Harum168 erupsi anak krakatau memberikan dampak terhadap transportasi dan aktivitas masyarakat, kondisi terbaru terus dipantau sambil menunggu perkembangan aktivitas gunung
Di daerah yang mengalami gangguan akibat asap kebakaran, misalnya, distribusi makanan membutuhkan perhatian terhadap kondisi lingkungan dan kesehatan penerima manfaat. Program MBG juga menjadi perhatian karena persoalan gizi tidak hanya berkaitan dengan jumlah makanan, tetapi juga kualitas makanan yang dikonsumsi. Anak yang mendapatkan makanan dengan komposisi gizi yang baik diharapkan memiliki dukungan yang lebih baik untuk menjalani kegiatan belajar. Karena itu, kebijakan kesehatan sebaiknya tidak berdiri sendiri. Pemerintah perlu menghubungkan program gizi dengan kebijakan lingkungan, pendidikan, sanitasi, dan perlindungan masyarakat.

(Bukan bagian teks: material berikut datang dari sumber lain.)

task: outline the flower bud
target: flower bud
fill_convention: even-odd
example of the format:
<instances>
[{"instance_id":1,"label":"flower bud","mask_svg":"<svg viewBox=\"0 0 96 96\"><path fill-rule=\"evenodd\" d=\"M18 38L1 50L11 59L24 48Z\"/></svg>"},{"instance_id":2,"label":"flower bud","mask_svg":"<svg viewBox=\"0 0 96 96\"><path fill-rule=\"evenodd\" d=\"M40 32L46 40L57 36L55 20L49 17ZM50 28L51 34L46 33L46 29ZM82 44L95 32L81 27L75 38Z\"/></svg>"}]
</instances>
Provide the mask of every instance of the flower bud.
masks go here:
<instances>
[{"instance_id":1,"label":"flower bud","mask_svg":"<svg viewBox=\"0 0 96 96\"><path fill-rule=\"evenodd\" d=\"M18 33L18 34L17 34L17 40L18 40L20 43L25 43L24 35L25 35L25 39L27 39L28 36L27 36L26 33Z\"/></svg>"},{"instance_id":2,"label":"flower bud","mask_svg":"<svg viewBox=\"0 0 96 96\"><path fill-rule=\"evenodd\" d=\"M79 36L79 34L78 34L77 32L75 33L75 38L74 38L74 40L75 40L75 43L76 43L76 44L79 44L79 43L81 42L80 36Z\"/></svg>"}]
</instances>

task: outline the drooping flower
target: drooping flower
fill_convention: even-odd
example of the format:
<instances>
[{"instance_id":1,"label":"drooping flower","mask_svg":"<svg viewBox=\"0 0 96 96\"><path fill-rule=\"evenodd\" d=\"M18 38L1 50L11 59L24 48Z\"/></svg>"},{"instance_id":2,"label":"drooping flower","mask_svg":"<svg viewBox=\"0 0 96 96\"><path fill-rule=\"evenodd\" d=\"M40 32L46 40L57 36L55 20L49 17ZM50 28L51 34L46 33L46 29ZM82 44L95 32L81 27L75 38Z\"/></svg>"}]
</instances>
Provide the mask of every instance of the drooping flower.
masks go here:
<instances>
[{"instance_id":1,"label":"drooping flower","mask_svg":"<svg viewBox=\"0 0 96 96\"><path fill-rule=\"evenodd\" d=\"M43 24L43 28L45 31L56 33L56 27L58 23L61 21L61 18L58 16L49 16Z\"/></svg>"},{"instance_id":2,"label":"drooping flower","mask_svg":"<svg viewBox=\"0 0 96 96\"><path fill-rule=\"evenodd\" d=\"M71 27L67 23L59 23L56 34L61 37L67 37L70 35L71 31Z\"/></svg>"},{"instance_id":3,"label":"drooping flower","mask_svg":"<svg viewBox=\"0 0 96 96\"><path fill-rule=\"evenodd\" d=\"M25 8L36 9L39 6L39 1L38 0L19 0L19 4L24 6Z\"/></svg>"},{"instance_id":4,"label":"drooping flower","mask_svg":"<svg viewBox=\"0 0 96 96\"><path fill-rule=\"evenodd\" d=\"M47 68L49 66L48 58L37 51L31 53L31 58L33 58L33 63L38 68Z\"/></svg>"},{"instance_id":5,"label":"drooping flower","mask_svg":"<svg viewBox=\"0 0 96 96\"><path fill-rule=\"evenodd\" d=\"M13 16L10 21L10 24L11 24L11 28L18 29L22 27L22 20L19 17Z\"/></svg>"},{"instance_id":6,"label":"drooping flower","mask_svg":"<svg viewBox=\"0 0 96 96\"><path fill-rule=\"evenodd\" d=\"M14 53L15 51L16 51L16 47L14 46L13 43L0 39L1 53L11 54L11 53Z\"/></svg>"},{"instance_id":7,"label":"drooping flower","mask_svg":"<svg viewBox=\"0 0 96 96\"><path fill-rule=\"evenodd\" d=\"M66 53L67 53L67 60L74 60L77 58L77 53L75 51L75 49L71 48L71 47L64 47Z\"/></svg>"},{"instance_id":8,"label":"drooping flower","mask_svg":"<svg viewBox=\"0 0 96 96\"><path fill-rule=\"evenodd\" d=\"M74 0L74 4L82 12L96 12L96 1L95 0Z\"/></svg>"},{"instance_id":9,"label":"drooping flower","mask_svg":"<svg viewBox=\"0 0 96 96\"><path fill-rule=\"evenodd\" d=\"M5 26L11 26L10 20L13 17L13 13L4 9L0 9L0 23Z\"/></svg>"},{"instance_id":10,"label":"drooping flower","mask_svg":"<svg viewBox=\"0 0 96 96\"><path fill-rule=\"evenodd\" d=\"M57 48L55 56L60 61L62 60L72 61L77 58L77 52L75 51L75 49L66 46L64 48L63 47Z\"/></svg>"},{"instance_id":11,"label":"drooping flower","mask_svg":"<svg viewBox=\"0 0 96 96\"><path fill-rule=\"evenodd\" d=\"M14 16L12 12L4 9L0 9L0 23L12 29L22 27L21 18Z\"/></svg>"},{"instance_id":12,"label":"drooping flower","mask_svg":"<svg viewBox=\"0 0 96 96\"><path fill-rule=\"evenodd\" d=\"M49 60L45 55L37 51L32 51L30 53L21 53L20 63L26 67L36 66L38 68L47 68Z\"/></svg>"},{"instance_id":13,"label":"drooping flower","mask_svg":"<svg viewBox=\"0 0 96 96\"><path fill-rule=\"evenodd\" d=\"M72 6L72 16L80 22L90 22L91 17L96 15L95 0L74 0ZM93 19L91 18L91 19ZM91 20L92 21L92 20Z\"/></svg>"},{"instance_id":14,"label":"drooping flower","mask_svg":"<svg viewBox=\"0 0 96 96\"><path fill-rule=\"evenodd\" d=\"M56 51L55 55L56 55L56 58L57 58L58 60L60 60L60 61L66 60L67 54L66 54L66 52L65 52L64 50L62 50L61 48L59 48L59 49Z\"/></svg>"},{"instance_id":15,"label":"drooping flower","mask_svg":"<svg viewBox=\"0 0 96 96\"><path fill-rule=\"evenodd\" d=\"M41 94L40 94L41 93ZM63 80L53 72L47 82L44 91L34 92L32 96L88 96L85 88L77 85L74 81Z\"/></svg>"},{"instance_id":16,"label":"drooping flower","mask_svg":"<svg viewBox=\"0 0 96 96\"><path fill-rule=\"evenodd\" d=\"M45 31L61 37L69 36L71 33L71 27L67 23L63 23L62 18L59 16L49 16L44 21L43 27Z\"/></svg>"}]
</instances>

Generasi muda membutuhkan lingkungan yang sehat untuk tumbuh. Mereka juga membutuhkan makanan bergizi dan pendidikan yang baik. Biaya penanganan kebakaran juga membutuhkan sumber daya yang besar. Pemadaman, pemulihan lingkungan, pelayanan kesehatan, serta bantuan kepada masyarakat terdampak merupakan bagian dari kebutuhan yang muncul ketika bencana terjadi.
Selain itu, menu yang diberikan sebaiknya mempertimbangkan kebutuhan gizi dan kondisi masing - masing wilayah. Indonesia memiliki keragaman bahan pangan lokal yang dapat menjadi bagian dari penyediaan menu bergizi. Kesehatan masyarakat merupakan titik temu antara program MBG dan penanganan kebakaran hutan. MBG berusaha memberikan dukungan melalui pemenuhan makanan bergizi, sementara pencegahan kebakaran hutan bertujuan menjaga lingkungan agar masyarakat dapat hidup dalam kondisi yang lebih aman.
Kita tunggu perkembangan selanjutnya dari program inovatif ini.